Scientists have designed a 3D printer called Carbon3D that produces items out of liquid resin that looks to be inspired from the scene in which the T-1000 emerges from molten metal in the movie Terminator 2. Conventional 3D printers generate material by printing multiple layers over each and take a long time to do so. However, the new method employs UV light, liquid resin and oxygen to form articles in a lesser amount of time and the objects will theoretically have more strength.
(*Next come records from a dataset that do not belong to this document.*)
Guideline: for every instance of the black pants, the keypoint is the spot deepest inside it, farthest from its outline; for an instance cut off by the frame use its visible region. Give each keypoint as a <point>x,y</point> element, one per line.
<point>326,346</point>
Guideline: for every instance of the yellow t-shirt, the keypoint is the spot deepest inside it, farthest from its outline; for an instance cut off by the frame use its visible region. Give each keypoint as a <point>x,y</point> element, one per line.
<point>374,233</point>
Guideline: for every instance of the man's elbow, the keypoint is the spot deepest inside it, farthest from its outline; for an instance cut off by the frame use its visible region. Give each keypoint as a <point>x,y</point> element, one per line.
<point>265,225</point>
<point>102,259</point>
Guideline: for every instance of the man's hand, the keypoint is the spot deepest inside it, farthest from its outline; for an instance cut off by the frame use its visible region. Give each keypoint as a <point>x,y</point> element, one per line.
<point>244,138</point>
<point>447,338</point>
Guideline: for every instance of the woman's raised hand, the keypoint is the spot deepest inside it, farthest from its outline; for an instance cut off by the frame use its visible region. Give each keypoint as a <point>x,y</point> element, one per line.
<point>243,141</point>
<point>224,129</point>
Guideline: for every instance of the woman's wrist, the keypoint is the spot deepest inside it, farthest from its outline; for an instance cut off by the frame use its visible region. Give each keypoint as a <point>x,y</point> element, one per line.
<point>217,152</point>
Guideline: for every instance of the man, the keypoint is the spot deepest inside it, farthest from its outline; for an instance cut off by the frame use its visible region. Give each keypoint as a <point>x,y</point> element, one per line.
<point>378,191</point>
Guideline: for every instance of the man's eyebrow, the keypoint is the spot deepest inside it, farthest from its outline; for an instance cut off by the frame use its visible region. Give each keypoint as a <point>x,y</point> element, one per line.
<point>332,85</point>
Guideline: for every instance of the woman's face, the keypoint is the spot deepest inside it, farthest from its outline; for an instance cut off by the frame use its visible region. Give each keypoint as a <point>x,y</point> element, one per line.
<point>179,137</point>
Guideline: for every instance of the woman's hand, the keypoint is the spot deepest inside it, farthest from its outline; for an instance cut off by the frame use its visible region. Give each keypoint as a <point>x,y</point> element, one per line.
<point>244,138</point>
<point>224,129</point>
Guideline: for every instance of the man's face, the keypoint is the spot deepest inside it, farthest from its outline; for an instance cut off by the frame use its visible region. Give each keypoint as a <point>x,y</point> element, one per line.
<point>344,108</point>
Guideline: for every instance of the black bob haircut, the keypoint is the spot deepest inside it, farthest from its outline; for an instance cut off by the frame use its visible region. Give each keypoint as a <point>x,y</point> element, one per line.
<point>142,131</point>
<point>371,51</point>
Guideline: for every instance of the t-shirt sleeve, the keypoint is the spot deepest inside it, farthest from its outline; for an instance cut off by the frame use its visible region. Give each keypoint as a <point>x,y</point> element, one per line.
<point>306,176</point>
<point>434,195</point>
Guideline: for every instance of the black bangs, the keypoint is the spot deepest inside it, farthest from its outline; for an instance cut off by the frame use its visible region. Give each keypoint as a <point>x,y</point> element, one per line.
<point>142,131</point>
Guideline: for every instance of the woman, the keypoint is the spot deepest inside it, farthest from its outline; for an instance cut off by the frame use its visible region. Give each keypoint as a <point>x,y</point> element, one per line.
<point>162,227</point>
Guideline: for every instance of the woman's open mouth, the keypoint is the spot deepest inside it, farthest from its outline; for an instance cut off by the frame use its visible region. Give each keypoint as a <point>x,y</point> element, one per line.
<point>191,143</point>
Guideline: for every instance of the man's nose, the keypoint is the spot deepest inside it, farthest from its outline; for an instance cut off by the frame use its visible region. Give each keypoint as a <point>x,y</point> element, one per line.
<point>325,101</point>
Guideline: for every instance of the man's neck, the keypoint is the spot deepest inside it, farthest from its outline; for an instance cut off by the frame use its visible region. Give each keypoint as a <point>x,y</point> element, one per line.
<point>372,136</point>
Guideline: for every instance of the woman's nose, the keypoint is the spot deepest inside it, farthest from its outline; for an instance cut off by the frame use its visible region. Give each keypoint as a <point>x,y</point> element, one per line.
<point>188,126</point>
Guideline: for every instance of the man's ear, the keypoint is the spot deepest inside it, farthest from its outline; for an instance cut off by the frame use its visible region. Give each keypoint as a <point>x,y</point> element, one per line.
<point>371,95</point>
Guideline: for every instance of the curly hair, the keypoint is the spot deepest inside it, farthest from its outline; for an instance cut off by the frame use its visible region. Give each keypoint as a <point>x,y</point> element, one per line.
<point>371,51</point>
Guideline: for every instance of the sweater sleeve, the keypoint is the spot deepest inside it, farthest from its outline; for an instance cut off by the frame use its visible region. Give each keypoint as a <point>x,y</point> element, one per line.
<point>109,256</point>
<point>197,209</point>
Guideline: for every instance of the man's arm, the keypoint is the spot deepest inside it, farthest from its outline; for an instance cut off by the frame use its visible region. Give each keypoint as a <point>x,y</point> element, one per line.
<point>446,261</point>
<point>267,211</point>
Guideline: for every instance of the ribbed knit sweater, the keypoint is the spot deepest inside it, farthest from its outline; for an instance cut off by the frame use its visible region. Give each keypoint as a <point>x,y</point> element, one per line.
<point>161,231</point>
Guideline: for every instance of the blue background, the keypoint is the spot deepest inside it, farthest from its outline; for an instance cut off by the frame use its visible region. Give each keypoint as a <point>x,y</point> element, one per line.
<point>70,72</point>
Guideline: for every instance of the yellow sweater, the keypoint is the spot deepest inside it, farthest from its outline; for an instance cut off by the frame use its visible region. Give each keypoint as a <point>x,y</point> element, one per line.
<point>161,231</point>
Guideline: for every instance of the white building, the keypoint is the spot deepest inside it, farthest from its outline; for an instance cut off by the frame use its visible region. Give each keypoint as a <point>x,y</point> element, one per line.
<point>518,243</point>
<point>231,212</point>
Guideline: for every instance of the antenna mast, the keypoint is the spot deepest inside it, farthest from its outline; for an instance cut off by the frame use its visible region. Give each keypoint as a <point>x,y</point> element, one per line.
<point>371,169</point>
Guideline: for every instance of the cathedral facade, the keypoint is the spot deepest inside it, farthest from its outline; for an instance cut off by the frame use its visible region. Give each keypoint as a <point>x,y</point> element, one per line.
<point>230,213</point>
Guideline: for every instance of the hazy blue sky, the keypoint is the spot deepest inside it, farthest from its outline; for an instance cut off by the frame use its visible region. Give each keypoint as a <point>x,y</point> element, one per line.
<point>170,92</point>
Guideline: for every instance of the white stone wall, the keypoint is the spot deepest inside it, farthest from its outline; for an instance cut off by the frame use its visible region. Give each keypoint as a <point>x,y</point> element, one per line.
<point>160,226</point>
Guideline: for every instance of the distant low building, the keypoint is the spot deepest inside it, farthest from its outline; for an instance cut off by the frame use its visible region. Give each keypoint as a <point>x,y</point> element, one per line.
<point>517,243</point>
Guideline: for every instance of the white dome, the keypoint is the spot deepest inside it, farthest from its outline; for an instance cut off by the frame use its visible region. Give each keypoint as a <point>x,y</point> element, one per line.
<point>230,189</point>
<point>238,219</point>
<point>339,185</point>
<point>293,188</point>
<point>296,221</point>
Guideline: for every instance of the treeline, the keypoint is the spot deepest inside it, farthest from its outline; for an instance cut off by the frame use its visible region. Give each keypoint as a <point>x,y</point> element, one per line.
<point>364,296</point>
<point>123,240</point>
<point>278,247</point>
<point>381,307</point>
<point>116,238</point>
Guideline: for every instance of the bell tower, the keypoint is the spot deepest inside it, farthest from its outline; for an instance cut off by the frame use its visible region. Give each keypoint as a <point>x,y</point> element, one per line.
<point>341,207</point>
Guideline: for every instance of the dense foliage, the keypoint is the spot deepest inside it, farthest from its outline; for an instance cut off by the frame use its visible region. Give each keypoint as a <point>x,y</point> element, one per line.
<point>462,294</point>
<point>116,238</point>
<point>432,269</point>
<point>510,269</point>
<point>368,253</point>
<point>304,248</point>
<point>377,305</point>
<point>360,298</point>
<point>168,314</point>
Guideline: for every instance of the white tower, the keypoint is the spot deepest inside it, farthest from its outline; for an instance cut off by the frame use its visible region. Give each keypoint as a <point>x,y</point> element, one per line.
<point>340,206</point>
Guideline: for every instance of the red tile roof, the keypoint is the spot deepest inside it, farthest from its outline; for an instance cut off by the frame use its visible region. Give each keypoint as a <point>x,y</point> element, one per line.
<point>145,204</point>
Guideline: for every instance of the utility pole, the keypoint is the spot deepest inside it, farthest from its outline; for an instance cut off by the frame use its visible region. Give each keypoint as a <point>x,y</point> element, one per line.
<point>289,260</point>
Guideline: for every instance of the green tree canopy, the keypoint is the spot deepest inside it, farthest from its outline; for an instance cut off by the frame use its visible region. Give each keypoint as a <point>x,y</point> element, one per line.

The team of inventors which consisted of several chemists and physicists, took two years to develop their innovative concept. The unique 3D printing technique was recently presented at the TED conference by Joseph DeSimone, one of the group’s co-inventors, and thee work was also published in the Science journal. DeSimone feels that traditional 3D printers are inappropriately named as these use the 2D printing method of applying multiple layers to create three dimensional objects.

Carbon3D Printer

The uniqueness of Carbon3D is that it creates items by manipulating the chemical and photo-reactive property of liquid resin, thereby drastically increasing the speed of manufacturing time to between 25 and 100 times more than that of conventional 3D printers. In the new device, DeSimone and his colleagues use a new technique called Continuous Liquid Interface Production (CLIP) which plays with the property by which oxygen can prevent the resin’s solidification while UV light can cause it to solidify.

In an nutshell, the CLIP system has a special window that controls the light and oxygen passing through to the resin. During the printing process, a light-based image of the desired object is projected into the liquid. The amount of light and oxygen present in the resin is minutely manipulated and monitored to gradually form the item which is pulled out of the molten fluid.

According to DeSimone, this new 3D printer has the potential of generating material with better elastomeric properties, apart from strong and smooth objects.